18 miesięcy pandemii trochę zmieniły układ najbardziej zadłużonych krajów UE. Do tego „klubu” dołączyła np. Francja, która poniosła spore koszty koronawirusa i recesji (ponad 420 miliardów euro). Jej politycy się nie martwią…
Zadłużenie Francji to przekracza sumę 2740 miliardów. To 118% PKB. Liderem zadłużenia jest Grecja (205% PKB), przed Włochami (156%), Portugalią (134 %) i Hiszpanią (120%). W sumie prawdziwy „Club Med” (od nazwy morza śródziemnego).
W przypadku Francji nie chodzi tylko o Covid i pandemię, ale jak piszą ekonomiści, kraj ten kumuluje zadłużenie od ponad trzydziestu lat. Same wydatki publiczne oscylujące wokół 53% PKB. To znacznie więcej, niż średnia dla strefy euro.

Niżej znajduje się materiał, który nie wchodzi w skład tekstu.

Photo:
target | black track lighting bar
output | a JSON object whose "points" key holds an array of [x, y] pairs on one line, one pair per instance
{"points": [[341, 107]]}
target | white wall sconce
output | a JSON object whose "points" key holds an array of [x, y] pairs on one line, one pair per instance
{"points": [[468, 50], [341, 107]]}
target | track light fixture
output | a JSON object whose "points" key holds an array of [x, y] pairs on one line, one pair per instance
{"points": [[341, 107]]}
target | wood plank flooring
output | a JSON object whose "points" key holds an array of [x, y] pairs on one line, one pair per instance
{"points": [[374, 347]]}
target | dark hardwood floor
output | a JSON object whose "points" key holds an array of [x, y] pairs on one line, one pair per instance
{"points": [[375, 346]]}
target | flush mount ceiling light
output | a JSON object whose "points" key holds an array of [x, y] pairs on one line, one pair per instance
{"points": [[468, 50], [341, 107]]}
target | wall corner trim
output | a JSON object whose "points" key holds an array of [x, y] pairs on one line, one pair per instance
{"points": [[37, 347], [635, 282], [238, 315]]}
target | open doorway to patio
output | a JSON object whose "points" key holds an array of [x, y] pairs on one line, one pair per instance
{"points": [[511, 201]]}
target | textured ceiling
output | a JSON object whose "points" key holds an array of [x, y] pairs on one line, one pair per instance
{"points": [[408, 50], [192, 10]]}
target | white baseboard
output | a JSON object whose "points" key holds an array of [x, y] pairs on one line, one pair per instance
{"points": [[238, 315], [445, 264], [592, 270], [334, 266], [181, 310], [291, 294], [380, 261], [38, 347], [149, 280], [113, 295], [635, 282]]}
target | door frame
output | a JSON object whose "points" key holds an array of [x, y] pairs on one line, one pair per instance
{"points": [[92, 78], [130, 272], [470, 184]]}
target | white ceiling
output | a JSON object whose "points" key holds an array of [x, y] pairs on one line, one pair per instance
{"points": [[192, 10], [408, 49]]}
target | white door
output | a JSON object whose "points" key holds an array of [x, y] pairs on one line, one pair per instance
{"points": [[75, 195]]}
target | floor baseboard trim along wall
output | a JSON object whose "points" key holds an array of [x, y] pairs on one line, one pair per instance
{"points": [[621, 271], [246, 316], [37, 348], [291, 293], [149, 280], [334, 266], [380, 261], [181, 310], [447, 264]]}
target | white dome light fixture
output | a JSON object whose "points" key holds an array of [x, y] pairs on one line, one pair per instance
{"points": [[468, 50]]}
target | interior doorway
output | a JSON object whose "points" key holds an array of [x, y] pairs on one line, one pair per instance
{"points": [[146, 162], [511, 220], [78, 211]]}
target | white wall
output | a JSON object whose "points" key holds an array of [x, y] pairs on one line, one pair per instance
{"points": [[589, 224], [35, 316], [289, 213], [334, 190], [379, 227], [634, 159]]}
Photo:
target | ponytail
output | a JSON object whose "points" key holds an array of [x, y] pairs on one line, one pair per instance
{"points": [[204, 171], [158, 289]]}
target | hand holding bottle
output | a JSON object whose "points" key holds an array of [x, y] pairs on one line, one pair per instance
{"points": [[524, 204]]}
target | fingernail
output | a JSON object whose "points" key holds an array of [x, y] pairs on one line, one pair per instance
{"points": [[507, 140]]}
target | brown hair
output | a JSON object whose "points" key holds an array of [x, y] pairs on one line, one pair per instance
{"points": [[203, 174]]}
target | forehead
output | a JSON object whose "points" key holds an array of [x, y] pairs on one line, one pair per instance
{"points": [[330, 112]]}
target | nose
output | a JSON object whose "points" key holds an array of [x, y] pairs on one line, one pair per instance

Jeszcze przed kryzysem Francja wydawała rocznie około 100 miliardów więcej niż jej sąsiedzi. 800 miliardów pochłania „ francuski model socjalny”, czyli prawie jedną trzecią PKB (32% w porównaniu do około 28% średniej w całej UE).
Media stwierdzają, że „socjal” i walka o jego powiększenie to niemal francuski „sport narodowy”, za którym stoją strajki, czy ostre protesty uliczne. Do tego dochodzi rozpasanie biurokracji, której nie tylko nie udało się opanować, ale w czasach pandemii, zwiększyła swoje wymagania i uprawnienia. Z obietnicy Macrona obcięcia 120.000 stanowisk urzędniczych nie zostało nic.
Zmniejszanie zadłużenia to perspektywa wyższych podatków, wyrzeczeń społecznych, spadku siły nabywczej gospodarstw domowych. W perspektywie wyborów – katastrofa. Media pocieszają Francuzów, że te obciążenia jako „wynik wyjątkowej sytuacji” są już częściowo finansowane przez Europejski Bank Centralny (EBC). Minister ds. europejskich Cement Beaune cieszy się, że „upadło tabu i przyjęto w UE zasadę wspólnego długu”.
Dług ma nie być problemem, ponieważ stopy procentowe są tak niskie, że zadłużenie prawie nic nie kosztuje (około 35 miliardów dolarów rocznie). Politycy dodają, że rygor i oszczędności są po kryzysie wykluczone. Ekonomista Alexandre Mirlicourtois przekonuje, że zobowiązania francuskiego długu są znacznie niższe niż aktywa kraju; który pozostaje bogaty.